13 – Eucaristia: celebração da “memória”,
comunhão com o universo
“Celebra a memória quem, em si, prolonga algo da pessoa lembrada”
(Frei Cláudio)
Cultivar a “memória de Jesus”, de tudo que celebrou na Última Ceia, é tornar viva e atual Sua presença nas diferentes refeições junto ao seu povo. Consciente da missão que o Pai lhe confiara, Ele despertava as pessoas para seu próprio valor, para a dignidade e originalidade de cada um…
Nessa perspectiva, Ele as libertava da banalidade do medo, do poder excludente, da ansiedade, da culpa e da passividade na submissão, para um sentido superior de ser e conviver.
Na prática do amor, Jesus se fez presente-doação em todas as situações de exclusão e marginalidade, envolvendo a todos com a solicitude misericordiosa do Pai.
Tal doação-entrega atingiu o cume na partilha do pão e do vinho na celebração da Eterna Aliança.
O dom eucarístico, portanto, tal como a humanidade de Jesus, não pode ser reduzido a um simples objeto desligado das demais relações envolventes (com Deus, com os outros e com toda a Criação).
“Como o pão é um só e o mesmo, formamos todos um só corpo” (1Cor 10,14-22).
Em Jesus, Deus se revelou encarnado na história e, por sua atuação, morte e ressurreição, evidenciou que fez do universo seu corpo. A presença real de Jesus, no pão e vinho da Eucaristia, nos desperta a reconhecê-Lo presente no coração do Cosmos e da História.

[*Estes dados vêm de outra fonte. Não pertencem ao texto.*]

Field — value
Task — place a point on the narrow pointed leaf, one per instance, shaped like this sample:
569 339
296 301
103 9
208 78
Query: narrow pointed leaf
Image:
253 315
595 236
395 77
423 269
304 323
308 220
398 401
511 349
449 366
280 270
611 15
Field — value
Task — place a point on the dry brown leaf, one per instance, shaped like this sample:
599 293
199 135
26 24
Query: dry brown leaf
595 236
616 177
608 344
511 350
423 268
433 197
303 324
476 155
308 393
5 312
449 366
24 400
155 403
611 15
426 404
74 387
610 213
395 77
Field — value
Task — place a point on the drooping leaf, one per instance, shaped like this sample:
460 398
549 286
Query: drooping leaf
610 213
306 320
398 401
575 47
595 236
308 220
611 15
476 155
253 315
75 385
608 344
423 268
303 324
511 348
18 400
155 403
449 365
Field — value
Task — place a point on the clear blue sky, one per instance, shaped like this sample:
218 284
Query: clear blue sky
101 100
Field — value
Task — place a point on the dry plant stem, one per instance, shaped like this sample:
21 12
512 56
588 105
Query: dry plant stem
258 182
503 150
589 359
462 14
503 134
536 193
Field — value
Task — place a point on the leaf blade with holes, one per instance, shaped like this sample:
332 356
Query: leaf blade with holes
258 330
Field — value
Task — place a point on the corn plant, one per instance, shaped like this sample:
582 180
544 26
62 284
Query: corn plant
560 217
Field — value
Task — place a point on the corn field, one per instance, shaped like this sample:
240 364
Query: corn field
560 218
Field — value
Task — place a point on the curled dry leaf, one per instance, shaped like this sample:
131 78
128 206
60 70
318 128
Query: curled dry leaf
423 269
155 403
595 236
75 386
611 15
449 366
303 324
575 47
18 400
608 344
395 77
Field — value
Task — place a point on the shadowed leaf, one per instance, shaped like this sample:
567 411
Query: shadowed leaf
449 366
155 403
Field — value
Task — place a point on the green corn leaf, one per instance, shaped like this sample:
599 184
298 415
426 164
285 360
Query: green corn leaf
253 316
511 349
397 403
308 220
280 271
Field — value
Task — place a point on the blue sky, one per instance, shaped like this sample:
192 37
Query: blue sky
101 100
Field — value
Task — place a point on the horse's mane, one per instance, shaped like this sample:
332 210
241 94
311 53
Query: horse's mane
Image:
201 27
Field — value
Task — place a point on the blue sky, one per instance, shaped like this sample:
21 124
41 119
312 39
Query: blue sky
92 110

Céu e Terra estão integrados; o finito se faz espaço e revelação do Infinito, e Deus acontece nas relações humanas interpessoais e nos cuidados por tudo que diz respeito à harmonia neste mundo.

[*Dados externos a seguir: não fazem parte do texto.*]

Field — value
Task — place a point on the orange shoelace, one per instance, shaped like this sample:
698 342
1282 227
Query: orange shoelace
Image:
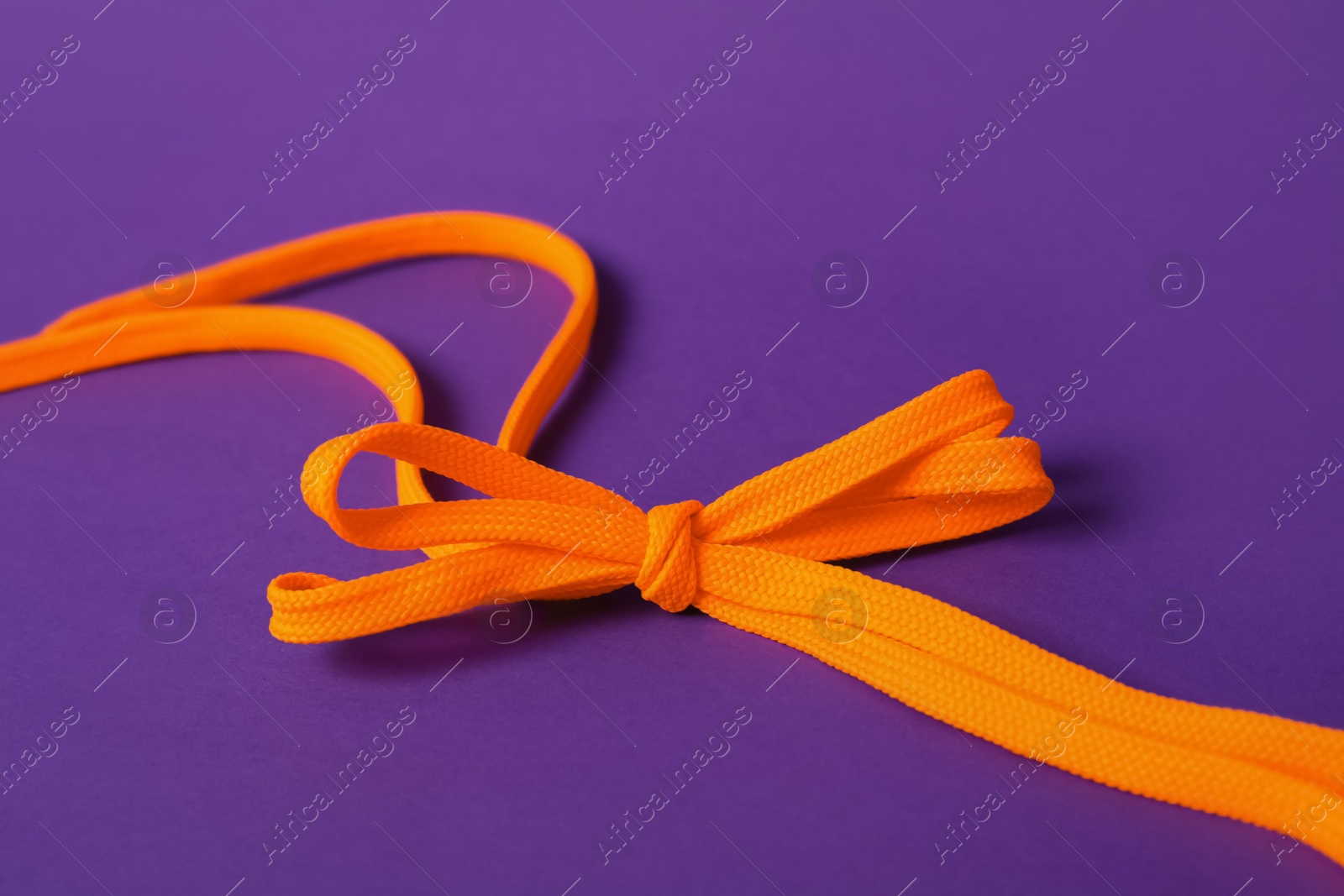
754 558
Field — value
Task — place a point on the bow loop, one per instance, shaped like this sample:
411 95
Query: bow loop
967 407
669 575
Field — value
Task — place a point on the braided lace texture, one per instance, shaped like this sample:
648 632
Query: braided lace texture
931 470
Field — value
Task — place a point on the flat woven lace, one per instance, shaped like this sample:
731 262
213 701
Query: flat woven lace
756 558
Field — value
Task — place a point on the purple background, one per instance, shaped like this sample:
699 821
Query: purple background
1030 265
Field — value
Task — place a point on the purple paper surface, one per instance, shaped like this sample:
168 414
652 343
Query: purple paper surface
1158 219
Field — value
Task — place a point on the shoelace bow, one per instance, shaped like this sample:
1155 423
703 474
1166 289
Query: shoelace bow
931 470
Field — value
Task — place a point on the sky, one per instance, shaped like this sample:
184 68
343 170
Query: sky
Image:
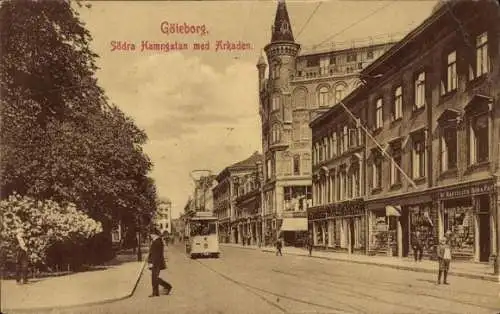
200 108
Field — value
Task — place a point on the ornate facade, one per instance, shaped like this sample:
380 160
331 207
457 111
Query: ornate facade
297 86
433 162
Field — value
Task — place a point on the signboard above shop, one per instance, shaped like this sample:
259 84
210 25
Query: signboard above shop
467 191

O “Evento-Jesus” tirou o véu que encobria o desígnio de Deus para a humanidade e o universo.
Jesus apontou e recapitulou o sentido do curso da História, em sua forma mais ampla e profunda.
A riqueza de seus frutos vai-se apresentando ao longo do processo da história, em que nós, hoje, somos parceiros de peregrinação. Como discípulos do Senhor, temos a missão de servidores no amor, dentro das relações vividas no cotidiano de nossa realidade.
Pela Eucaristia, valorização definitiva do universo pela comunhão, somos confrontados com a presença transformadora de Deus em tudo e em todos.
A Eucaristia nos educa no respeito e cuidado para com tudo aquilo que nos cerca. Tudo e todos são sinais do divino, que rejeita toda forma de dominação e exclusão, exploração e divisão, substituindo-a pelo respeito à força transcendente que integra a natureza, promove a vida e confraterniza a convivência.
A Eucaristia clarifica e atualiza a Vontade do Pai: “E a vontade d’Aquele que me enviou é esta: que não perca nenhum dos que Ele me deu, mas os ressuscite no último dia” (Jo 6,39)
No repartir do Pão da Eucaristia, palpita a vida que transcende as fronteiras da morte.
Quem come deste Pão, entrega-se ao poder da Ressurreição, comprometendo-se com a luta contra as forças da morte: egoísmo, violência, indiferença, omissão política, desonestidade na gerência dos bens, descuido nas relações afetivas, isolamento no medo, destruição do meio-ambiente, poluição…
Ao acolhermos Jesus, vivo em nós, aproximamos a terra do Céu e nossa fugacidade da ressurreição.
Deus se aproximou ao máximo da Criação: em e por Jesus, mediante sua vida, morte e ressurreição, Ele se revelou um só com todos, por um amor de total gratuidade, sem exclusão.
Simbolicamente, na Eucaristia, o pão é partido para significar a doação de Jesus; e ao comermos deste pão, aceitamos ser como o grão de trigo que, caído no chão da história, produz frutos para o bem de todos. Essa presença mística de Cristo em nós, dinamizada pela Eucaristia, consagra irmãos solidários, cidadãos do mundo. Aqui está o fundamento de toda espiritualidade (J.M. Hennaux, L’adoration eucharistique – NRT 123, 2001).
Conhecemos o quadro da Última Ceia de Salvador Dali: o Cenáculo alto, Jesus e os discípulos, o pão partido, o vinho vermelho translúcido… O autor fez as pareces do Cenáculo, enormes, de vidro, como nunca foram na realidade. E, da singeleza da Eucaristia, o olhar vai mergulhando para fora, vendo o mar, as praias, as montanhas, o mundo, o universo… tudo isto transfigurado por um abraço de um corpo humano/divino enorme, braços abertos, acolhendo a cena toda… Como se Ele ficasse transparente e a gente passasse a ver o mundo inteiro através d’Ele.
Sem “transparência” não há Eucaristia.